These are some of the things parents tell us when we recommend that they stay and watch their kids in class…
“But my kid doesn’t want me to watch them in class.”
“It’s a perfect time for me to get work done in the car.”
“This is my quiet time, while they are in your class.”
“I go to the store and get all the shopping done.”
Ok, I’m going to do a little parenting lesson here. I hope I don’t offend anyone. Please keep in mind that this comes from being a successful parent, as well as from doing this for over 40 years and observing successful and not-so-successful parents.
Your kid DOES want you to stay and watch, no matter what they say. They are probably just afraid of your judgement. It is a sign that perhaps, just perhaps, they have experienced negative criticism from a parent before, or maybe they saw another parent being critical of a child and fear the same reaction. However, their subconscious DOES want you there, and wants you to support them with a thumbs up and a wink. There is nobody on this planet they want praise and admiration from more than YOU. They may say they don’t want you here because they know you don’t want to be here, but it just isn’t true. If you say to them, “I’m going to watch because I love watching you train and I don’t want to miss it,” you are telling your child how important they are to you and how important you know this training to be. Doing otherwise, tells them they are not important, and you put no value on the training. They will then put less value on the training and terrifyingly, less value on themselves.
We know you have work to do, bring it in and do it, or take 30 minutes off and come inside and read or something, then look up every so often and give them a smile. After class, tell them how proud you are of them, don’t be critical, that’s our job. We’re the coaches, you are their biggest cheerleader. Remember, it is all about positive reinforcement. It may annoy you that we will let some things we see go, but we really do know what we’re doing. If we fix it, it’s fixed. If they fix it, it’s fixed and they realize it was hard work that got them there. Whatever it is, we know that it will be fixed in time with development of strength and flexibility as well as neural learning, not through correction that makes them hate it. If you are critical, or complain about waiting for them, or complain about the cost, or the drive, they are going to want to quit. Remember what I said, there is no one on the planet they want to impress more than you. If you give them the impression that they are a burden, they will want to quit.
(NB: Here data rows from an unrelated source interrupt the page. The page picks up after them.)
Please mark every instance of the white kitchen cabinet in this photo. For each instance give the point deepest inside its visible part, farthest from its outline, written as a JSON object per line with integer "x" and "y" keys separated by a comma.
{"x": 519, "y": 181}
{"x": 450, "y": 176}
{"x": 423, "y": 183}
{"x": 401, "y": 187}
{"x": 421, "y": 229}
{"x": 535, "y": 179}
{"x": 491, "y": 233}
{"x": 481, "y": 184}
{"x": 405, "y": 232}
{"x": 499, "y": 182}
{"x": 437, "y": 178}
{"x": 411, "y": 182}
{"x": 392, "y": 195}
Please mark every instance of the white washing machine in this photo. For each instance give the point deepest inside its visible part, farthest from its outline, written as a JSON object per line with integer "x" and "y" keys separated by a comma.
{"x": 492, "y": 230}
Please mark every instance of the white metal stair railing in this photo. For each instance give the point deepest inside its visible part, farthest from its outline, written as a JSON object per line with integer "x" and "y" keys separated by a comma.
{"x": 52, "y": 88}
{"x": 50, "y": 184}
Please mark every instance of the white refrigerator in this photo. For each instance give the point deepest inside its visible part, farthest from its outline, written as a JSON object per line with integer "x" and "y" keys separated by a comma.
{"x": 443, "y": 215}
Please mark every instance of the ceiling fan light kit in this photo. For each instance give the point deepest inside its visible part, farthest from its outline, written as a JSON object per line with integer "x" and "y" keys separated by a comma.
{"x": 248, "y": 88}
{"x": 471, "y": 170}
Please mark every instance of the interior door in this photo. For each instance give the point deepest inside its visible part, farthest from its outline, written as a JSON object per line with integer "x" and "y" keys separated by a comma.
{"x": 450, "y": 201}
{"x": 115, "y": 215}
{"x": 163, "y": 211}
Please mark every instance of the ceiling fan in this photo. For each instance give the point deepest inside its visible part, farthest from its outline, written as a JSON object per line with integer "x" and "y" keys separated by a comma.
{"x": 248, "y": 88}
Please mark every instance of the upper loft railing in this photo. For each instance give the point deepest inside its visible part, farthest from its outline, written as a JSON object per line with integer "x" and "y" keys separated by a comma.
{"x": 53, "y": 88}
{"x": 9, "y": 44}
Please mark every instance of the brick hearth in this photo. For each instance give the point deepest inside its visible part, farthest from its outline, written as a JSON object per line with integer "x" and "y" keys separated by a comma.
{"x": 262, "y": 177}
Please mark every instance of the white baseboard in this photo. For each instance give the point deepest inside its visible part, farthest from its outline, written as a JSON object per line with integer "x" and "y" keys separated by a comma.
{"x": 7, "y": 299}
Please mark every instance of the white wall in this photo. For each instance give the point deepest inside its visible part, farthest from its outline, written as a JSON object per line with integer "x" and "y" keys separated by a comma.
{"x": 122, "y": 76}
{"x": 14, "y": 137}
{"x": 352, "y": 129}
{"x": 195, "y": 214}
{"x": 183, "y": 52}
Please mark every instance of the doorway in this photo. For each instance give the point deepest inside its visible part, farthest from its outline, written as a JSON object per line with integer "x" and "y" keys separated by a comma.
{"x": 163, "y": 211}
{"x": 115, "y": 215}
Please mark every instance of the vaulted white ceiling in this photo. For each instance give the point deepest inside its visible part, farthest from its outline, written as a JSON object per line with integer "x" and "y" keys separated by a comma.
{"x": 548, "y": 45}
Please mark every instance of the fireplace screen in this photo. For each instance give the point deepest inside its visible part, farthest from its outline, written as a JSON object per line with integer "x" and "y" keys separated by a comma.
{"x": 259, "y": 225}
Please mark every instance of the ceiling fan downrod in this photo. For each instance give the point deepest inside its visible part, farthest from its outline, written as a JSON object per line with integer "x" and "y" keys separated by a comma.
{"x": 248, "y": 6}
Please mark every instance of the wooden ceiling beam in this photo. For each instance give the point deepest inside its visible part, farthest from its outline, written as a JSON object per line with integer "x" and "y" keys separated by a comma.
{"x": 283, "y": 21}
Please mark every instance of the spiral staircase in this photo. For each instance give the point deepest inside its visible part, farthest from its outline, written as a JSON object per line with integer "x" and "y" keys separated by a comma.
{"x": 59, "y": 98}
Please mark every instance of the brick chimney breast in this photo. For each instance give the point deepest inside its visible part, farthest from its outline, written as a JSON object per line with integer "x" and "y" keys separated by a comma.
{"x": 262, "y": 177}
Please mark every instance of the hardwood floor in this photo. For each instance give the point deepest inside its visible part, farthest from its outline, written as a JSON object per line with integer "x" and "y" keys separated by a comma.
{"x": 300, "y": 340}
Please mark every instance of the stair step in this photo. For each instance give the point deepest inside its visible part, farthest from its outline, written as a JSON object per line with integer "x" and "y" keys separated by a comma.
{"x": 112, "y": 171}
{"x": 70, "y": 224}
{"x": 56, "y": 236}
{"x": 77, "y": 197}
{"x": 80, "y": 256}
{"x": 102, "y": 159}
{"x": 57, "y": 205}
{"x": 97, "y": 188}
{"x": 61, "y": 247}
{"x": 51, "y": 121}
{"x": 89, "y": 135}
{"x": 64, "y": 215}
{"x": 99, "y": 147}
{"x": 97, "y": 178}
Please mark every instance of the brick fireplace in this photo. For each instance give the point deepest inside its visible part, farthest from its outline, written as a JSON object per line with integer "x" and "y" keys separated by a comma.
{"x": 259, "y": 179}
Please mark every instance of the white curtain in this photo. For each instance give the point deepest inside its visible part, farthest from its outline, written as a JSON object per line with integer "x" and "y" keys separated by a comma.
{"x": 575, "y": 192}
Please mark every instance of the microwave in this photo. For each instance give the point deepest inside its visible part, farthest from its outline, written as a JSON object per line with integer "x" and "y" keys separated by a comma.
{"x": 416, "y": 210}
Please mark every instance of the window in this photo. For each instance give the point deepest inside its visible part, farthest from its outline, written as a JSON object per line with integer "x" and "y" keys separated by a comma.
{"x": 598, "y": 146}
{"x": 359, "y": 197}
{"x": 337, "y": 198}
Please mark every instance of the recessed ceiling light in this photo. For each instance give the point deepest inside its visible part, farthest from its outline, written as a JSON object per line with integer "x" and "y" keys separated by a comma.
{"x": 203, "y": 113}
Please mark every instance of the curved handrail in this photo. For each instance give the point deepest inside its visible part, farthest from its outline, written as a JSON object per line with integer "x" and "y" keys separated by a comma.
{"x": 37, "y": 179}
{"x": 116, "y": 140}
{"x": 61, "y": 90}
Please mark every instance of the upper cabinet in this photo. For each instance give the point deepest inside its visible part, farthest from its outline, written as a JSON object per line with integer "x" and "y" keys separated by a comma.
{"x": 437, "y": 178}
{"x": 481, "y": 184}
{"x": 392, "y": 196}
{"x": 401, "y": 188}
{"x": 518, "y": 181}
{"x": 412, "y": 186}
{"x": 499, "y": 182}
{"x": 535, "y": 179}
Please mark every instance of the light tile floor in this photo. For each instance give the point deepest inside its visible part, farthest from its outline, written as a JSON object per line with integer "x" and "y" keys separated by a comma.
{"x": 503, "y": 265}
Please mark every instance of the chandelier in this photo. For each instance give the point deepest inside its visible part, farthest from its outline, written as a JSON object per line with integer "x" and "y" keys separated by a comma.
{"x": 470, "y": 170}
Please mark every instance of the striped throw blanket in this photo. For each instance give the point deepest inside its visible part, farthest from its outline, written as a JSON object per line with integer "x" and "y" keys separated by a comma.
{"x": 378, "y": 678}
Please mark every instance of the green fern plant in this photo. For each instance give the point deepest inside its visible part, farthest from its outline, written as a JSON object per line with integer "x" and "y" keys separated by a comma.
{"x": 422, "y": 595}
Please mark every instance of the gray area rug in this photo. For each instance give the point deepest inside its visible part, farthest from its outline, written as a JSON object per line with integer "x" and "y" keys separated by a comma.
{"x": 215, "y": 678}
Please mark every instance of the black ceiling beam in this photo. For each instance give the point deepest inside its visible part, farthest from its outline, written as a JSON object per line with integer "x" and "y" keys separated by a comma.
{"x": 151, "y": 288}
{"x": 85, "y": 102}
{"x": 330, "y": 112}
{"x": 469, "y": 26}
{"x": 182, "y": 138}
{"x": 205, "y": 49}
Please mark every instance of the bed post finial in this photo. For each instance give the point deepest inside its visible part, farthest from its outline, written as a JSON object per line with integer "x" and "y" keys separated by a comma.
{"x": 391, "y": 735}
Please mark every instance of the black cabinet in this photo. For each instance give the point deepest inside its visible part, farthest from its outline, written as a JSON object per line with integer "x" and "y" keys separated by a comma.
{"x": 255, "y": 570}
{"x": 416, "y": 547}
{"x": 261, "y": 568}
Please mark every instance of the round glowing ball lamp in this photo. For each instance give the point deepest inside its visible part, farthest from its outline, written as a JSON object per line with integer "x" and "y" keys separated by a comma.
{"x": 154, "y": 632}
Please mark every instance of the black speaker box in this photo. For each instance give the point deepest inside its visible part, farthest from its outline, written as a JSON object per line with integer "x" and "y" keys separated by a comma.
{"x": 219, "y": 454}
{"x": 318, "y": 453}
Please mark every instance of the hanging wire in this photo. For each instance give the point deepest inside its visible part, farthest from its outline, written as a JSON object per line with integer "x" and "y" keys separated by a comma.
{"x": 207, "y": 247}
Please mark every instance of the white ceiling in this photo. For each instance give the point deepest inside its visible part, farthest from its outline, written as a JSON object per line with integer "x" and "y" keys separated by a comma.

We all dread working out, kids too, but no one regrets the results. You may dread bringing them, but no parent EVER has regretted their child earning a Black Belt.
Bonus lesson, do you want a 100% guarantee that your child will make Black Belt? That’s easy, do class with them, earn it together. These are some of the parents who earned their Black Belt with their child here: Amy Fleece (3 kids), Caroline Coons (2 kids), Monika Man, Tish Jordan, Sarah and Eric VanZytveld, Kelly Conrad, Jeremy Peterson, Jerry Yagy, Ryan Bremner, Gina Gier, Jamie Giraldo, Crystal Hagelberg (3 kids), Lori Henderson, Jamie Meirowsky (2 kids), John and Jennifer Miller (2 kids), Christine Orsini, Phil Penticost, Michael Niewdowski.
The White Belt is the most difficult belt to get, believe it or not, because people just can’t seem to get themselves started. Once you start, the next belt keeps you motivated to learn more, to achieve more. Mom’s you don’t have to start with a White Belt. You get a month free if you begin in the next 30 days, and to honor Mother’s Day, you will begin with a Pink Belt. Many of the women on that list above started on the same special and ended up earning their Black Belts. You can too, no, really, YOU. I’m serious. Whatever self-doubts you have, they had them too, or worse. You can do this, and you will love it. Talk to Mrs. Jannel or myself and let’s get you in class too.
At the very least parents, show your child how important they are and how important this training is. Be here for them and let them know you love watching them work hard, and improve.